Metadata-Version: 2.4
Name: mweralign
Version: 1.3.0
Summary: Minimum Word Error Rate Alignment for speech recognition evaluation
Author-email: Matt Post <mattpost@microsoft.com>
License-Expression: GPL-3.0-or-later
Classifier: Development Status :: 3 - Alpha
Classifier: Intended Audience :: Science/Research
Classifier: Programming Language :: Python :: 3
Classifier: Programming Language :: C++
Requires-Python: >=3.10
Description-Content-Type: text/markdown
License-File: LICENSE
Requires-Dist: sentencepiece
Provides-Extra: dev
Requires-Dist: pytest; extra == "dev"
Requires-Dist: black; extra == "dev"
Requires-Dist: flake8; extra == "dev"
Dynamic: license-file

# mweralign

mweralign is a Python package for aligning a stream of words to a reference segmentation.
It is designed for use in speech translation tasks, where system outputs must be aligned to
a reference translation in order for standard MT metrics to work. This package is a Python
wrapper around the original MWERAlign C++ library, which implements the AS-WER algorithm for 
automatic sentence segmentation and alignment. The wrapper also includes a modernization of that
code and support for modern subword tokenization, which helps with alignment.

## Installation

To install the package, you can use pip:

    pip install mweralign

Or install from source:

    git clone https://github.com/mjpost/mweralign
    cd mweralign
    pip install .

## Usage

You can see usage information by running mweralign with the `--help` flag:

    mweralign --help

The standard use case is to provide a reference file, in which segments (sentences) are
listed one per line, and a hypothesis file, which contains the output of a speech translation system,
and has no line requirements. The output will be a file with the same number of lines as the hypothesis,
where each line contains the index of the segment in the reference that corresponds to that hypothesis
line.

    mweralign -r ref.txt -h hyp.txt -o aligned.txt

You will want to use a tokenizer. Currently supported is "cj", which segments Han characters with whitespace,
or any SentencePiece model, which are provided in the form of a filesystem path:

    mweralign -r ref.zh.txt -h hyp.txt -o aligned.txt -t cj

The package ships with pre-trained, character-preserving (identity-normalization)
SentencePiece models that are downloaded on demand the first time you request them by
name.
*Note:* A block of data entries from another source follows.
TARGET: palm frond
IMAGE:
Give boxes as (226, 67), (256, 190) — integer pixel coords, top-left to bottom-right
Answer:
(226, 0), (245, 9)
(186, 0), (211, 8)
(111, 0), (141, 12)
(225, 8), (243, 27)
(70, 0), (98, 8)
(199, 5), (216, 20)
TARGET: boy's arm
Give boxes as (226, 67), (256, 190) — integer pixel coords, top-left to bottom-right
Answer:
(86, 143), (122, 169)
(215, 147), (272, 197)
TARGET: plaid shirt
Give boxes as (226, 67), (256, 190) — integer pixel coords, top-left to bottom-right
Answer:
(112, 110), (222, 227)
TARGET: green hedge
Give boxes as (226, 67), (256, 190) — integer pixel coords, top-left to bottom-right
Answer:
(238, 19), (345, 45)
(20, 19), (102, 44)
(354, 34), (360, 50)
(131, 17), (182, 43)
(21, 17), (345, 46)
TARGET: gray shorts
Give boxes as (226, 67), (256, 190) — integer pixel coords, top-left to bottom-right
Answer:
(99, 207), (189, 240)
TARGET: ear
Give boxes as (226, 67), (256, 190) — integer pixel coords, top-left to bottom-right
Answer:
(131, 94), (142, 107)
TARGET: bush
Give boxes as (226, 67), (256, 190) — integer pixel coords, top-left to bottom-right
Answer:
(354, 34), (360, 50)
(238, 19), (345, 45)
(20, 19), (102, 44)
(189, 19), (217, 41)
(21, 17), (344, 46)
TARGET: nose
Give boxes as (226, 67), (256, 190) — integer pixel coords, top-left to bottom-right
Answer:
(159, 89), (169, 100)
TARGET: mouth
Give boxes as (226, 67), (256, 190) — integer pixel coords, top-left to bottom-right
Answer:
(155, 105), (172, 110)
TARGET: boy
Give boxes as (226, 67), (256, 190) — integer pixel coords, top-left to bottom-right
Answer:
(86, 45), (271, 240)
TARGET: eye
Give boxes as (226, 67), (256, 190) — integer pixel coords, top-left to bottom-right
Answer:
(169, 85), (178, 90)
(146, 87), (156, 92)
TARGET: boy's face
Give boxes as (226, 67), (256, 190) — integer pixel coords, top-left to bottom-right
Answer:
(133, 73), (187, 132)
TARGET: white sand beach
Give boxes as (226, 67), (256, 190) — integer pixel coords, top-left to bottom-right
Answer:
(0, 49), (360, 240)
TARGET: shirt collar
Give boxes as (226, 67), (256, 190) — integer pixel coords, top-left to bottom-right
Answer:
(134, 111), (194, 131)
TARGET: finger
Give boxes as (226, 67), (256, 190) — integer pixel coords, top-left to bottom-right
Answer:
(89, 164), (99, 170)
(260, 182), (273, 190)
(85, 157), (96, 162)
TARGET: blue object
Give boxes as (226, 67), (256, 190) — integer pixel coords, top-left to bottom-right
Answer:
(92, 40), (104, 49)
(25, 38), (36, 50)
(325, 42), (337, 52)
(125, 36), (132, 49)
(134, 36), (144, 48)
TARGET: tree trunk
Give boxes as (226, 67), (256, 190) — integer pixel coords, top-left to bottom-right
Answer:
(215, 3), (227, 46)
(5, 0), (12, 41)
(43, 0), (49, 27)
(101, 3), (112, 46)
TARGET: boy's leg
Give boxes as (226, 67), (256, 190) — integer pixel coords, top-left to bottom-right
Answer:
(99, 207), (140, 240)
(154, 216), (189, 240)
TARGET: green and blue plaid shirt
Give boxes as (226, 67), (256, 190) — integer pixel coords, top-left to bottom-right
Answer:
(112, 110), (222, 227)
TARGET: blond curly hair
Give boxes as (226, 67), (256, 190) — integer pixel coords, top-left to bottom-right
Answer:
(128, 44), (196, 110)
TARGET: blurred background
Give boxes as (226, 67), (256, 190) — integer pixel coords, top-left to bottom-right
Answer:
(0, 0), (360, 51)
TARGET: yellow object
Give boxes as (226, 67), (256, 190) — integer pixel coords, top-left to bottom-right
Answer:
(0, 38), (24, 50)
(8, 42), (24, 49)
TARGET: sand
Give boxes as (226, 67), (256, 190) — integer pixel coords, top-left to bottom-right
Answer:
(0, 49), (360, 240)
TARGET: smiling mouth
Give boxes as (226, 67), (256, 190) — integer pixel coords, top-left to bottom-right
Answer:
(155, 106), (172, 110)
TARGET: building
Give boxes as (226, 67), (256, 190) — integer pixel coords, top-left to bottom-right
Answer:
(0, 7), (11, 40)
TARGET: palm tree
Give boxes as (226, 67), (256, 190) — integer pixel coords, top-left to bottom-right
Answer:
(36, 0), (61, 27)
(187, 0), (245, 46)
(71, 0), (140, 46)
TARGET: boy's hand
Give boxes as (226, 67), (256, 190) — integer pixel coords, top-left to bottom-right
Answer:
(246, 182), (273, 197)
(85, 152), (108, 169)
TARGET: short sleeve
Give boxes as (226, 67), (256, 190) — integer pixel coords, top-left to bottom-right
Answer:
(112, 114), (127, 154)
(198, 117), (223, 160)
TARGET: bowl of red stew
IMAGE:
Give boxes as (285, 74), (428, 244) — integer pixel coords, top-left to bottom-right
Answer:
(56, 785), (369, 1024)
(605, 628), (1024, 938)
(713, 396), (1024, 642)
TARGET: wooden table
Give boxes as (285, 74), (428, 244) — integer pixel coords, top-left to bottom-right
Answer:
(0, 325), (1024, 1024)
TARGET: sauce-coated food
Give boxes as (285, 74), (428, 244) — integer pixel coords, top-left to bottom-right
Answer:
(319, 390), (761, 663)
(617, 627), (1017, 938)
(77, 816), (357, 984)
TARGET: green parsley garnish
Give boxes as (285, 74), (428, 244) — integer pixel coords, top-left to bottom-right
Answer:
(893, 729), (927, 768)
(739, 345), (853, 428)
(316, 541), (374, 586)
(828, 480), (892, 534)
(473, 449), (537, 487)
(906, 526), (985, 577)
Pass `spm32k`, `spm64k`, `spm128k`, or `spm256k` (`spm` is an alias for 256k):

    mweralign -r ref.txt -h hyp.txt -o aligned.txt -t spm32k

The model is fetched from the project's GitHub Release, verified against a checksum, and
cached under `~/.cache/mweralign/models` (override with `MWERALIGN_SPM_DIR`). To pre-fetch
all sizes (e.g. for offline use):

    python -m mweralign.models --all

**Recommendation:** for the best segmentation quality, use a character-preserving
(identity-normalization) SentencePiece model for *all* languages, including CJK. In our
WMT24 experiments an identity SPM model restored the original segmentation far more
accurately than whitespace tokenization on every language pair, and on the CJK pairs
(en-ja, en-zh, ja-zh) it clearly outperformed the `cj` character segmenter (~94% vs. ~69%
boundary accuracy): per-character tokenization gives the aligner too much freedom, whereas
subword pieces constrain boundaries to sensible word edges. Vocabulary size has little
effect (32k is sufficient; 128k is marginally best), so a small model is a fine default.
Note that the flores200 SPM model applies NMT-style normalization that *rewrites*
characters, so it is unsuitable when you need the original text restored verbatim; use an
identity-normalization model for that. The `cj` segmenter remains available as a
dependency-free fallback.

    # download the flores200 SPM model (one time)
    sacrebleu -t wmt24 -l en-zh --echo src | sacrebleu -t wmt24 -l en-zh --tok flores200 > /dev/null
    # align
    mweralign -r ref.txt -h hyp.txt -o aligned.txt -t ~/.sacrebleu/models/flores200sacrebleuspm

You may also wish to supply the ISO 639-1 language code (-l zh). For zh and ja, this tells the underlying
AS-WER algorithm not to prevent sentences from starting with the SentencePiece space character. For other
languages, it has no effect.

    mweralign -r ref.txt -h hyp.txt -o aligned.txt -t cj -l zh

When a SentencePiece model is used to tokenize a non-CJK language, the aligner also forbids
*mid-word* segment boundaries: no output segment may begin on a word-internal sub-word piece
(one lacking the leading `▁` marker), so re-segmenting never splits a word across two segments.
This is automatic and requires no flag. Pure-punctuation pieces are exempt, since they
legitimately attach to the preceding token.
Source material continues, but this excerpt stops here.